The Eleventh Day_ The History and Legacy of 9_11 - Anthony Summers [80]
In July 2001, exactly two months before the attack, an FBI agent in Phoenix had reported his suspicion that it was “more than a coincidence that subjects who are supporters of [bin Laden] are attending civil aviation universities/colleges in the state of Arizona.… Phoenix believes that it is highly probable that [bin Laden] has an established support network in place in Arizona.” The memo recommended checks on flight schools and on the visa details of foreign students attending them, not only in Arizona but around the country.
After 9/11, the agent’s apprehension was proven to have been entirely justified. One of the four hijacker pilots had indeed trained in Arizona, the other three at Florida flight schools. Two others, already known to the CIA as terrorist suspects, had for a while taken flight training in California. FBI headquarters, however, had virtually ignored the agent’s prescient memo. No effective action was taken or planned.
Another, even more glaring FBI failure occurred just before the attacks, when agents in the Minneapolis field office reported their grave concern about a then-obscure French Moroccan flight student named Zacarias Moussaoui. The flight school at which he was studying had reported that he was behaving suspiciously, and a check with French intelligence revealed that he had links to extremism.
The Minneapolis agents, who wanted clearance to search the suspect’s baggage, were rebuffed time and time again with legalistic objections sent from headquarters. Only on September 11, after the strikes on the Trade Center, was the search warrant approved. Moussaoui is now serving a life sentence for conspiracy to commit acts of terror and air piracy.
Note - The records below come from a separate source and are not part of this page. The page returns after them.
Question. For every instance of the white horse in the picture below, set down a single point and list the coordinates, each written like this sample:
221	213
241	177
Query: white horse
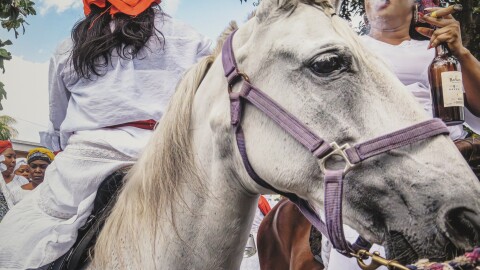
189	203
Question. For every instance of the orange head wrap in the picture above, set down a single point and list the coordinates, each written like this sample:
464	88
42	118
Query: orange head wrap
4	145
129	7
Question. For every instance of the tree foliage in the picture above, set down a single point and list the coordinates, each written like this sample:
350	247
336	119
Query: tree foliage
469	19
7	132
12	17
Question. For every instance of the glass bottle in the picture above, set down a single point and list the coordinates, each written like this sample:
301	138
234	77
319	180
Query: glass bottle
446	86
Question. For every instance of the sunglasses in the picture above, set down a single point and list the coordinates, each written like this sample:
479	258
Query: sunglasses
42	166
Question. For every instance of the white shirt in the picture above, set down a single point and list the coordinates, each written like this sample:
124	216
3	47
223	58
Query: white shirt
131	90
410	61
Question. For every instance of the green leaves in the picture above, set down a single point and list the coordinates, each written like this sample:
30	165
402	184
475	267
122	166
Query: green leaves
4	54
12	17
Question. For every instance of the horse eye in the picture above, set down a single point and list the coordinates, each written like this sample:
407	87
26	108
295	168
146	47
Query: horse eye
326	65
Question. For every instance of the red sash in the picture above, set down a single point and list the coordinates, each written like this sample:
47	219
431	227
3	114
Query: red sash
263	205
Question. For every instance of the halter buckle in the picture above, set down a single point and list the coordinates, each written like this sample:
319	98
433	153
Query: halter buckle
376	261
337	151
240	75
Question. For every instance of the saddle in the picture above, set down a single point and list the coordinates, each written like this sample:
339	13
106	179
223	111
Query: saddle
78	255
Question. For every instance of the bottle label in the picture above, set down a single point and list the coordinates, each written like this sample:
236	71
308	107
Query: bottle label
452	88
Evidence found in his belongings and detainee statements would link Moussaoui to two of the most significant of the 9/11 conspirators.
Information that emerged in 2005 suggested that the Defense Intelligence Agency had failed to inform the FBI of intelligence on four of the future hijackers, including their leader, Mohamed Atta, when it was obtained in early 2000. The lead, provided by a U.S. Army officer, and initially supported by several other members of the DIA operation concerned, went nowhere. The Defense Department refused to allow those involved to testify to a Senate committee, and relevant documents have been destroyed. The Bush White House had allegedly been briefed on the matter within weeks of 9/11, as—much later—9/11 Commission staff had been. The episode went unmentioned, however, in the 9/11 Commission Report.
And then there is the CIA. The month before 9/11, the Agency’s inspector general produced a report lauding the CIA’s Counterterrorist Center as a “well-managed component that successfully carries out the Agency’s responsibilities to collect and analyze intelligence on international terrorism.” In 2007, however, and then only when Congress demanded it, the Agency belatedly produced an accountability review admitting that—before 9/11—the Counterterrorist Center had been “not used effectively.”
It got worse. Most of those in the unit responsible for bin Laden, the inspector general reported, had not had “the operational experience, expertise and training necessary to accomplish their mission.” There had been “no examination of the potential for terrorists to use aircraft as weapons,” “no comprehensive analysis that put into context the threats received in the spring and summer of 2001.”
Senator Bob Graham, who in 2001 was chairman of the Senate Intelligence Committee—and later chaired the House-Senate Joint Inquiry into the intelligence community’s pre-9/11 failures—has cited a dozen “points at which the plot could have been discovered and potentially thwarted.” “Both the CIA and the FBI,” he wrote, “had information that they withheld from one another and from state and local law enforcement and that, if shared, would have cracked the terrorists’ plot.”